3. max_features : It can be an integer 、 floating-point 、 Characters or None, Specify to find best split The number of features considered . If it's an integer , Then each segmentation only considers max_features Features . If it's a floating point number , Then each segmentation only considers max_features*n_features Features (max_features Percentage specified ).
   If it's a string ‘auto’, be max_features be equal to n_features.
   If it's a string ‘sqrt’, be max_features be equal to sqrt(n_features).
   If it's a string ‘log2’, be max_features be equal to log2(n_features).
   If it's a string None, be max_features be equal to n_features.
4. max_depth : It can be an integer or None, Specify the maximum depth of the tree .
   If None, Indicates that the depth of the tree is unlimited ( Know that every leaf is pure , That is, all sample points in the leaf node belong to one class , Or the leaves contain less than min_sanples_split A sample points ).
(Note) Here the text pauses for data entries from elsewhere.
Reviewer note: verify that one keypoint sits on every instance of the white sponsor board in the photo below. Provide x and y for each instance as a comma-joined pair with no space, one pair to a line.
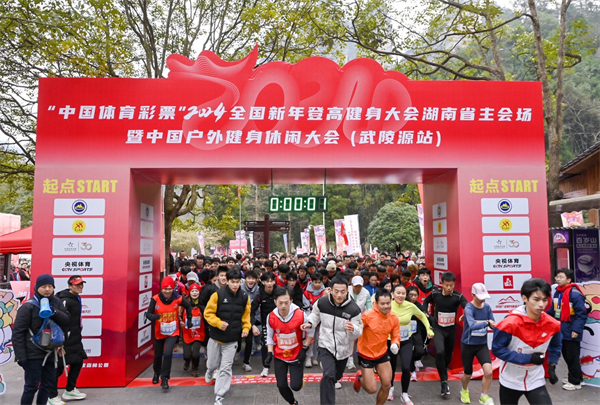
81,266
142,320
147,212
91,306
78,246
80,207
439,211
144,300
505,224
146,246
92,286
505,282
92,327
78,226
92,347
144,336
504,206
145,282
145,264
440,227
505,263
440,262
440,244
506,244
146,229
505,302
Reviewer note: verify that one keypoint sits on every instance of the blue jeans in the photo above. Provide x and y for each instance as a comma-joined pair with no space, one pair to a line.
40,376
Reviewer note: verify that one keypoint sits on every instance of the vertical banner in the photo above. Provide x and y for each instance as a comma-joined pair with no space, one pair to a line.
586,252
320,240
201,242
353,232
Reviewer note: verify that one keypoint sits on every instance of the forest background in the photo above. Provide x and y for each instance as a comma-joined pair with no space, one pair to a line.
552,41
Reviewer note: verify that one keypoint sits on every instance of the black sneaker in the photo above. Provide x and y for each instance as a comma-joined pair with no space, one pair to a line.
445,390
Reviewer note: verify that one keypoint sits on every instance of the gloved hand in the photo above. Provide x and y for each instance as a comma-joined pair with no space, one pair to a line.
537,358
552,371
268,360
302,355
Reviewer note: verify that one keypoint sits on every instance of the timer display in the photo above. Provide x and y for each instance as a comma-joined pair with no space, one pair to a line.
297,204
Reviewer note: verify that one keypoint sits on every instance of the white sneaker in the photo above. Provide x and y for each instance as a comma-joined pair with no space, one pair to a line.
75,394
55,401
350,365
406,399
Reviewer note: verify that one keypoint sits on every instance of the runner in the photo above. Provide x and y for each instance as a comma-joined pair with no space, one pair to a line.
405,311
473,343
283,339
378,324
341,325
521,340
446,302
164,312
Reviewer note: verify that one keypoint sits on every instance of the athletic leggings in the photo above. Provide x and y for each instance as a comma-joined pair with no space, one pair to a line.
538,396
405,354
296,370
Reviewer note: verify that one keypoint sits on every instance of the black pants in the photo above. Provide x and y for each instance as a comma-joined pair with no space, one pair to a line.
538,396
571,350
38,379
296,370
164,348
443,341
74,370
333,370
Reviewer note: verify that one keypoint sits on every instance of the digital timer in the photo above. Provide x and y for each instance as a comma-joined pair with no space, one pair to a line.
297,204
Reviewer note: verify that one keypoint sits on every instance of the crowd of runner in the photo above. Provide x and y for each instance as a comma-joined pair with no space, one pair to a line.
299,312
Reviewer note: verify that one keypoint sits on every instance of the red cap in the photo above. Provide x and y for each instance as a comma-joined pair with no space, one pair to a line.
167,282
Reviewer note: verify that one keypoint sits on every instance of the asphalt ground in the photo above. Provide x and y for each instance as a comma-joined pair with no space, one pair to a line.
249,388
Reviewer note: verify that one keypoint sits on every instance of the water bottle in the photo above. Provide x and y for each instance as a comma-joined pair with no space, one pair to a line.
45,310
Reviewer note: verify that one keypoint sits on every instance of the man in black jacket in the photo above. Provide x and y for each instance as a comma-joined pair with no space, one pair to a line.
74,352
39,365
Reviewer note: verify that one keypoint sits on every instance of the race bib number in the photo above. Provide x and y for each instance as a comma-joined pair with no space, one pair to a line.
446,319
168,328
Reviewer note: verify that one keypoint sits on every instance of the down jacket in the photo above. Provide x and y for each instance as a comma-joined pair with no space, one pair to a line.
332,336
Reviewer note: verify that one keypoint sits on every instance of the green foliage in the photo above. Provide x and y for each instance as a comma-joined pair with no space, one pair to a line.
395,223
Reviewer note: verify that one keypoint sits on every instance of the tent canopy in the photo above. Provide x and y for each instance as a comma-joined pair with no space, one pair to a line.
16,242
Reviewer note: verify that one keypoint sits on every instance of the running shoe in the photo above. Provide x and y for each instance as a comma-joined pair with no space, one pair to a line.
74,394
356,384
486,400
55,401
445,390
464,396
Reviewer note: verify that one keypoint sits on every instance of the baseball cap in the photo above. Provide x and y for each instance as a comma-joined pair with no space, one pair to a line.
357,280
75,280
480,291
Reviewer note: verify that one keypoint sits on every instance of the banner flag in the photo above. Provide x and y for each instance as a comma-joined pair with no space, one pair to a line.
351,227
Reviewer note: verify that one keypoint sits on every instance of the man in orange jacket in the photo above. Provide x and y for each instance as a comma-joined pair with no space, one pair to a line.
378,324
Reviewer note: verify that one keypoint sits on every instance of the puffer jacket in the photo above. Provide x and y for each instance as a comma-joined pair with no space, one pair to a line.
333,337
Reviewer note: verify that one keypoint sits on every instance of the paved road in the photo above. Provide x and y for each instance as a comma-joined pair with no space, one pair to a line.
422,392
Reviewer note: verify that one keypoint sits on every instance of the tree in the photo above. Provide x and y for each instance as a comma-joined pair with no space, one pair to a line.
396,223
If max_leaf_nodes The parameter is not None, Then ignore this item .
5. min_samples_split : Integers , Specify each internal node ( Nonleaf node ) The minimum number of samples included .
6. min_samples_leaf : Integers , Specify the minimum number of samples contained in each leaf node .
7. min_weight_fraction_leaf : Is a floating point number , The minimum weight coefficient of the sample in the leaf node .
8. max_leaf_nodes : Is an integer or None, Specify the maximum number of leaf nodes . If None, At this time, the number of leaf nodes is unlimited . If the None, be max_depth Be ignored .
9. class_weight : A dictionary 、 A list of dictionaries 、 character string ‘balanced’ perhaps None, It specifies the weight of the classification . The weight form is ：{class_label:weight} If None, Then the weight of each classification is 1. character string ‘balanced’ The weight of each classification is the inverse ratio of the frequency of each classification in the sample .
10. random_state : An integer or a RandomState example , perhaps None. If it's an integer , It specifies the seed of the random number generator . If RandomState example , The random number generator is specified . If None, Then use the default random number generator .
11. presort : A Boolean value , Specifies whether to sort the data in advance to speed up the process of finding the best segmentation .
    Set to True when , For big data sets, slow down the overall training process , But for small data sets or when the maximum depth is set , Will accelerate the training process .

attribute :

1. feature_importances_ : The importance of the feature is given . The higher the value , The more important the feature is ( Also known as Gini importance).
2. max_features_ : max_feature The inference of .
3. n_features_ : When executed fit after , Number of features .
4. n_outputs_ : When executed fit after , Number of outputs .
5. tree_ : One Tree object , That is, the bottom decision tree .

Method :

1. fit(X,y) : Training models .
2. predict(X) : Predict with a model , Return forecast .
3. score(X,y) : Return the performance score

Iris classification （ Decision tree case , Call directly sklearn）

from sklearn.datasets import load_iris
from sklearn.model_selection import train_test_split
from sklearn.tree import DecisionTreeClassifier
from sklearn.tree import export_graphviz
import graphviz
import matplotlib.pyplot as plt
import numpy as np
import pandas as pd

def creat_data():
    iris = load_iris()
    df = pd.DataFrame(iris.data,columns=iris.feature_names)
    df['label'] = iris.target
    df.columns = ['sepal length', 'sepal width', 'petal length', 'petal width', 'label']
    data = np.array(df.iloc[:100,[0,1,-1]])
    return data[:,:2],data[:,-1]

X,y = creat_data()
X_train,X_test ,y_train,y_test = train_test_split(X,y)

clf = DecisionTreeClassifier()
clf.fit(X_train,y_train)

print(clf.score(X_test,y_test))
print(clf.feature_importances_)   #k Check the importance of the feature 
# Other properties can be viewed 

tree_pic = export_graphviz(clf,out_file='Tree.pdf')
with open("Tree.pdf") as f:
    dot_graph = f.read()
graphviz.Source(dot_graph)

You need to use graphviz. Installation is more troublesome ！